Vol. 2, Issue 25, June 22, 2004
Rumsfeld Admits He Told Military to Hide Iraq Invasion from Red Cross
Pentagon officials acknowledged Thursday that the American invasion of Iraq and subsequent occupation of the country should have been mentioned to the International Committee of the Red Cross.
But the officials said the fact that the secret occupation of the country stretched for well over a year was probably attributable to a bureaucratic breakdown.
"The initial decision to occupy the country without filing registration forms was permissible, at least temporarily, for security reasons," said Daniel J. Dell'Orto, the Pentagon's principal deputy general counsel, at a Pentagon news briefing last Thursday. "We were hardly going to file a blueprint outlining the details of our military presence in a hostile country. But I suppose we should have mentioned something about the detainees and so forth to someone at the Red Cross."

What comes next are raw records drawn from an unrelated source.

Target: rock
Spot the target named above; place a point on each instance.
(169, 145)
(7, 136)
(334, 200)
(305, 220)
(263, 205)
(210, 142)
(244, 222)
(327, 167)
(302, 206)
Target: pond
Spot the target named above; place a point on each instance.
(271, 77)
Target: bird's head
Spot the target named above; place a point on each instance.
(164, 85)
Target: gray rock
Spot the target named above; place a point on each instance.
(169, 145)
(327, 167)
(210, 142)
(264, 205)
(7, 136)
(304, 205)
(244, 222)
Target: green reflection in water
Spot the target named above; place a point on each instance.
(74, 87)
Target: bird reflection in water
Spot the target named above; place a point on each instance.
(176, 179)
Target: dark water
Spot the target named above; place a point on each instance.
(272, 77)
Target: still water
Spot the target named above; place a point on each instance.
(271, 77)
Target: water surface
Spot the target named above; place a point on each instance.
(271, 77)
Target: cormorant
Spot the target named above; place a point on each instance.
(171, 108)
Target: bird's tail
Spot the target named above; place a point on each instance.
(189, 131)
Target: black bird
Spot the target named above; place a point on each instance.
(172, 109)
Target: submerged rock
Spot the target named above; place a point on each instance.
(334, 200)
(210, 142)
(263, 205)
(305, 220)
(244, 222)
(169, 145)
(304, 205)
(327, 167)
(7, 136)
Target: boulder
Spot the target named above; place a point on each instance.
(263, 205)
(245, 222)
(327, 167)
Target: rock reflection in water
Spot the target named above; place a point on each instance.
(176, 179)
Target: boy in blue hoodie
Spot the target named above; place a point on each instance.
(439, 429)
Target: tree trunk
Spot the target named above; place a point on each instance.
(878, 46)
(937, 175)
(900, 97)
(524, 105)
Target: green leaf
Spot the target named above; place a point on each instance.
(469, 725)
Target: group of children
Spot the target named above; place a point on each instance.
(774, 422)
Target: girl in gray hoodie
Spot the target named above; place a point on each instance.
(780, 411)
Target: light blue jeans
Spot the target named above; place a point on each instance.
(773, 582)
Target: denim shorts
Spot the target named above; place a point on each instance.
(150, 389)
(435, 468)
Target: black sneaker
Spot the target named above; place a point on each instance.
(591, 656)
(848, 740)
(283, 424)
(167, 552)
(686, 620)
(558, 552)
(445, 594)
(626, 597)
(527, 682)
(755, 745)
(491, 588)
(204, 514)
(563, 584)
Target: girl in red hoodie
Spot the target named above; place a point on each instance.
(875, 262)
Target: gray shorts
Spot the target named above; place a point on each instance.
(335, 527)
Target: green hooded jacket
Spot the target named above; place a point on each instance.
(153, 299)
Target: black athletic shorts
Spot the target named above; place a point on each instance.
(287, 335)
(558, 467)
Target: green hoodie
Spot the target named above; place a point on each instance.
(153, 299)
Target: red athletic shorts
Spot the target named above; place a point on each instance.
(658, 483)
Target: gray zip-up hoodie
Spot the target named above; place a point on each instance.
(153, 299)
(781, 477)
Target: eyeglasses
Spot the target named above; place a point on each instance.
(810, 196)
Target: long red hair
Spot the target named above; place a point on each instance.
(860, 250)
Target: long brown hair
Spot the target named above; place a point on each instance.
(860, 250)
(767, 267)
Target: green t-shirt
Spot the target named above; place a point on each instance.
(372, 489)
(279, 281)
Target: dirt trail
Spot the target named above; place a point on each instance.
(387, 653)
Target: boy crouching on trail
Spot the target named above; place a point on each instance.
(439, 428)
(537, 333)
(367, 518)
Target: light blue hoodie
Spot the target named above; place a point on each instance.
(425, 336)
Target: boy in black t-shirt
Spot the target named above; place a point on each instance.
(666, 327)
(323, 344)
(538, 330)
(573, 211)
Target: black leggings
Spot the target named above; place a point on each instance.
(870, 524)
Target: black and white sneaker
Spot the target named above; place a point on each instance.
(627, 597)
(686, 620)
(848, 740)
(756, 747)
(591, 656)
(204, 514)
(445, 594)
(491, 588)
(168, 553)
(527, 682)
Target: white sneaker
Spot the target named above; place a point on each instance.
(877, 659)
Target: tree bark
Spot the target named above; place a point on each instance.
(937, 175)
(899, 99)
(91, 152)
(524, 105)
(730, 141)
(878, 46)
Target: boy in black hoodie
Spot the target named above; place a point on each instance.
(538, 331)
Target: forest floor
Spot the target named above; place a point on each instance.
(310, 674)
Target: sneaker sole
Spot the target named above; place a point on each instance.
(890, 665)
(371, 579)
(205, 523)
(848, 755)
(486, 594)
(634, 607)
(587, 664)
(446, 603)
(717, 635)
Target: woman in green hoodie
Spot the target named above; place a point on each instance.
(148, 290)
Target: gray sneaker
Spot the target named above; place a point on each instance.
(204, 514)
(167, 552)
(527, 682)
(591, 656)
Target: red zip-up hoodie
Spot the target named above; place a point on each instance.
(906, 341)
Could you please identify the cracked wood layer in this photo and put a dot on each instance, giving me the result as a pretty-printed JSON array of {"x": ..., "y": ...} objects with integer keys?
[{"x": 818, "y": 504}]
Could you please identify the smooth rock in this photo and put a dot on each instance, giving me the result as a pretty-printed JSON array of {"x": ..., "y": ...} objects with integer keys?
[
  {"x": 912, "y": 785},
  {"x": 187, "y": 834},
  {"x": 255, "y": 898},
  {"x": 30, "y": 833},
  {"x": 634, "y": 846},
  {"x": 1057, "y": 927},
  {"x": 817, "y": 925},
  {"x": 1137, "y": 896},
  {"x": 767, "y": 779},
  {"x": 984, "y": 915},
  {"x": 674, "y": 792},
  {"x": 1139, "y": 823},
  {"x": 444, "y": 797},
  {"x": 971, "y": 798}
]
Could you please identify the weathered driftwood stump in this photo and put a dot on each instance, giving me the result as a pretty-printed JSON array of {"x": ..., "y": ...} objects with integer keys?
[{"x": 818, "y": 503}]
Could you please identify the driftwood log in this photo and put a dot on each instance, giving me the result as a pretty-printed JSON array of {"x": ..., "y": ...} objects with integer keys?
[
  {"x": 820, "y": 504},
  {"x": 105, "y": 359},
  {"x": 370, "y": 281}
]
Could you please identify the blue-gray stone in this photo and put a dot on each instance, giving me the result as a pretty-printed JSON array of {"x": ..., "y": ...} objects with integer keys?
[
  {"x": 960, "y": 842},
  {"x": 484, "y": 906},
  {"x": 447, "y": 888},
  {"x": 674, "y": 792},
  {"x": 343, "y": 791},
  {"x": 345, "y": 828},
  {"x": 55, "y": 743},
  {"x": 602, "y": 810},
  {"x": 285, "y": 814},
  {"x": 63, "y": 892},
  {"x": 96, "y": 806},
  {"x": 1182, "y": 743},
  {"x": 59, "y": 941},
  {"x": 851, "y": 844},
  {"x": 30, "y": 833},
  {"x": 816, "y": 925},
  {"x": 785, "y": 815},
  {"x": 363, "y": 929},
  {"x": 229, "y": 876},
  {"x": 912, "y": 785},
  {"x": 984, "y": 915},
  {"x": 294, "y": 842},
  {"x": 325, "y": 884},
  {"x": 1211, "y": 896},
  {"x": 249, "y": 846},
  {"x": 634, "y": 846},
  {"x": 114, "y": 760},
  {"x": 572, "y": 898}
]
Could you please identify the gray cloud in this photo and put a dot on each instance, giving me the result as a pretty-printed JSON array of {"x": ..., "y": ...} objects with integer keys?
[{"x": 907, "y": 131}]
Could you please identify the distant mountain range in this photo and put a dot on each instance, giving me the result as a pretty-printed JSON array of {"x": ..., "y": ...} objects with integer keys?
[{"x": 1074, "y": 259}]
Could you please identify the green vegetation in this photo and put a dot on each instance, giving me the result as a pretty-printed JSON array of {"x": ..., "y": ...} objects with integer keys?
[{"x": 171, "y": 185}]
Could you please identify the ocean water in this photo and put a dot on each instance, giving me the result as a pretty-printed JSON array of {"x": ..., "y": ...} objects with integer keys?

Defense Secretary Donald H. Rumsfeld said in the same news conference that it was often difficult to remember all of the provisions of the Geneva Conventions.
"They are long and complicated," said Rumsfeld, "and our armed forces were more interested in avoiding Iraq's terrible stockpiles of weapons of mass destruction than in thumbing through a bunch of Swiss protocols." Rumsfeld added that George J. Tenet, the director of central intelligence, had submitted a written request to keep the occupation secret for "as long as possible."
Tenet's desire to keep the occupation out of the spotlight has met with a mixture of confusion and disbelief among political analysts.
"Well, it's not exactly like the operation was conducted in the dark," said Molly Bryce, political analyst for MSNBC. "The military's been broadcasting footage on national television since day one. They embedded reporters with military units. They've held high-profile press conferences on aircraft carriers and such. However, they appear to have been correct in their guess that organizations such as the Red Cross are generally too busy to watch television."
The U.S. military has been holding hundreds, possibly thousands, of detainees throughout Iraq since the invasion last year. At least some of the detainees have been apparently subjected to ridicule and abuse by their captors.
"But this is absolutely ghastly!" said Jakob Kellenberger, president of the International Committee of the Red Cross. "How long have the Americans been there? They have how many prisoners? Is this a joke? We thought all that combat footage we've been seeing was further shenanigans in Afghanistan. Where else have they invaded?"
Rumsfeld acknowledged that thousands of captives are being held outside anybody's scrutiny. However, he disputed the notion that the military's failure to mention this to the Red Cross violated international law.
"Look, I think we did them a favor," he said. "We've saved them over a year of agitation and bother, haven't we?"
"Perhaps," acknowledged Kellenberger. "But America sure is making up for lost time."